Compared to other radar recognition techniques, we undertake a comparative evaluation using the CARRADA radar dataset. This dataset, released by French researchers in 2020, comprised synchronized image and radar data with objects annotated into three categories such as pedestrians, cyclists, and vehicles. Additionally, both indoor and outdoor datasets are used to validate the stability and robustness of the recognition algorithm. In Table 5, the average experimental results are summarized, and the optimal values are marked accordingly.
As Table 5 shows, from the contract experiment, the proposed algorithm consistently performs well in all evaluation indicators employed by our job. Compared to the competing algorithms, our method not only has great performance in accuracy, but also obtains the best F1-score, which directly reflects that the proposed method is competent on the CARRADA dataset. The results demonstrate that our method exhibits superior performance and generalization capabilities in classifying pedestrians and cyclists, outperforming existing techniques.

Computational Efficiency Discussion of CARRADA Dataset

In order to show the performance of the algorithm comprehensively, the computational efficiency test based on CARRADA is also added to the experimental process, and the specific experimental results are as follows:
As shown in Table 6, the proposed algorithm still demonstrates the most superior computational efficiency in CARRADA. Therefore, compared to the comparison algorithms, the framework proposed in this paper has the best performance.

4.4. Ablation Experiment

In order to verify the effectiveness of the proposed method in this study, several experimental schemes are designed for ablation experiments. Specifically, this includes methods such as noise reduction processing, data normalization, time-frequency analysis, and window function selection. The detailed information is shown in Table 7, with Scheme 5 representing the FP + SVM method used in this paper.
Through these experiments, this paper systematically evaluates the contribution of each improved module to the overall model performance.
The results of each test model are shown based on our dataset in Table 8. Comparing the results of Scheme 1 and Scheme 5, it is shown that replacing the noise reduction processing improves the accuracy by 2.98%. This enhancement underscores the effectiveness of using noise reduction processing.
Comparing Scheme 2 and Scheme 5, it is observed that replacing the data normalization improves the model’s recognition accuracy by 3.26%. Specifically, through noise reduction techniques, the noise within the signal can be attenuated or removed, enabling the enhancement of the signal’s clarity, reliability, and interpretability.
Comparing Scheme 3 and Scheme 5, the introduction of the SFFT improved the accuracy by 2.73%. This improvement is due to the use of the STFT for the precise preservation and characterization of the signal’s localized features.
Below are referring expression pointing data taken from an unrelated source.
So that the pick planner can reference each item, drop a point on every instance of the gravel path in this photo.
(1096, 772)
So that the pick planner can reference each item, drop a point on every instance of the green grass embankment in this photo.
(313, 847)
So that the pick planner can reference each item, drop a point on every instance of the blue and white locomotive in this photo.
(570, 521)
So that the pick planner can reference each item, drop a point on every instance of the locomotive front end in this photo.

The STFT operates by partitioning the time-domain signal into a sequence of equal-length, quasi-stationary segments using a window function. Each segment is subsequently subjected to the FFT to analyze the temporal evolution of frequency components.
By employing the selection of different window functions, the model can more fully utilize local information from the signal. The Hanning window is characterized by its narrow main lobe width and favorable smoothness properties, which effectively mitigate spectral leakage and enhance the precision of frequency-domain analysis. In addition, the introduction of the Hanning window increases the accuracy by 1.73% when comparing Scheme 4 and Scheme 5, improving the model’s ability to extract detailed features from the spectrogram.
According to the results of each scheme, it is evident that the optimization method proposed in this paper not only enhances the recognition accuracy of pedestrians and cyclists but also enables more accurate differentiation among targets that exhibit similar micro-Doppler features. This capability enhances the model’s applicability in real-world environments.

5. Conclusions

Aiming at precise radar classification of VRU targets, this paper proposes a pedestrian and cyclist classification method based on the micro-Doppler effect. Firstly, addressing the classification challenges stemming from the high temporal similarity between pedestrians and cyclists, the conventional time-frequency fusion approach is instead by a new preprocessing model, where only the frequency domain signals of radar echoes are considered in the fitting process of radar echo data. Secondly, to tackle the incomplete classification issue arising from the low inter-class differences between pedestrians and cyclists, fractional polynomials are incorporated into the micro-Doppler feature extraction process of VRUs to enhance classification accuracy. Additionally, SVM is introduced into the feature classification to achieve precise target classification. Finally, the simulation results demonstrate that spectral features achieve higher recognition accuracy for the two target categories, pedestrians and cyclists. At the same time, the fractional polynomial curve fitting strategy not only enhances efficiency but also substantially improves the robustness of the algorithm. Aiming to gradually apply the research findings in practical applications, the author will focus on designing classification methods that are fast in processing and have high accuracy in complex real-world environments in the future.

Author Contributions

All the authors devoted a lot of effort to this paper. Based on the theoretical framework proposed by X.S. and X.C., we conducted the search for and validated the methods presented in the paper. The manuscript writing was completed under the supervision of X.L. and Z.X. provided valuable feedback for the manuscript preparation. Each author’s specific contributions are detailed as follows: Conceptualization, X.S.; methodology, X.C.; software, X.C.; validation, X.C. and X.L.; formal analysis, X.C. and X.L.; investigation, Z.Z.; resources, X.S.; data curation, X.C.; writing—original draft preparation, Z.X.; writing—review and editing, Z.X.; visualization, D.Z. and X.C.; supervision, X.L. and D.Z.; project administration, X.L. and funding acquisition, X.L. All authors have read and agreed to the published version of the manuscript.

Funding

This research was funded by the Natural Science Foundation of China, grant number U1764265.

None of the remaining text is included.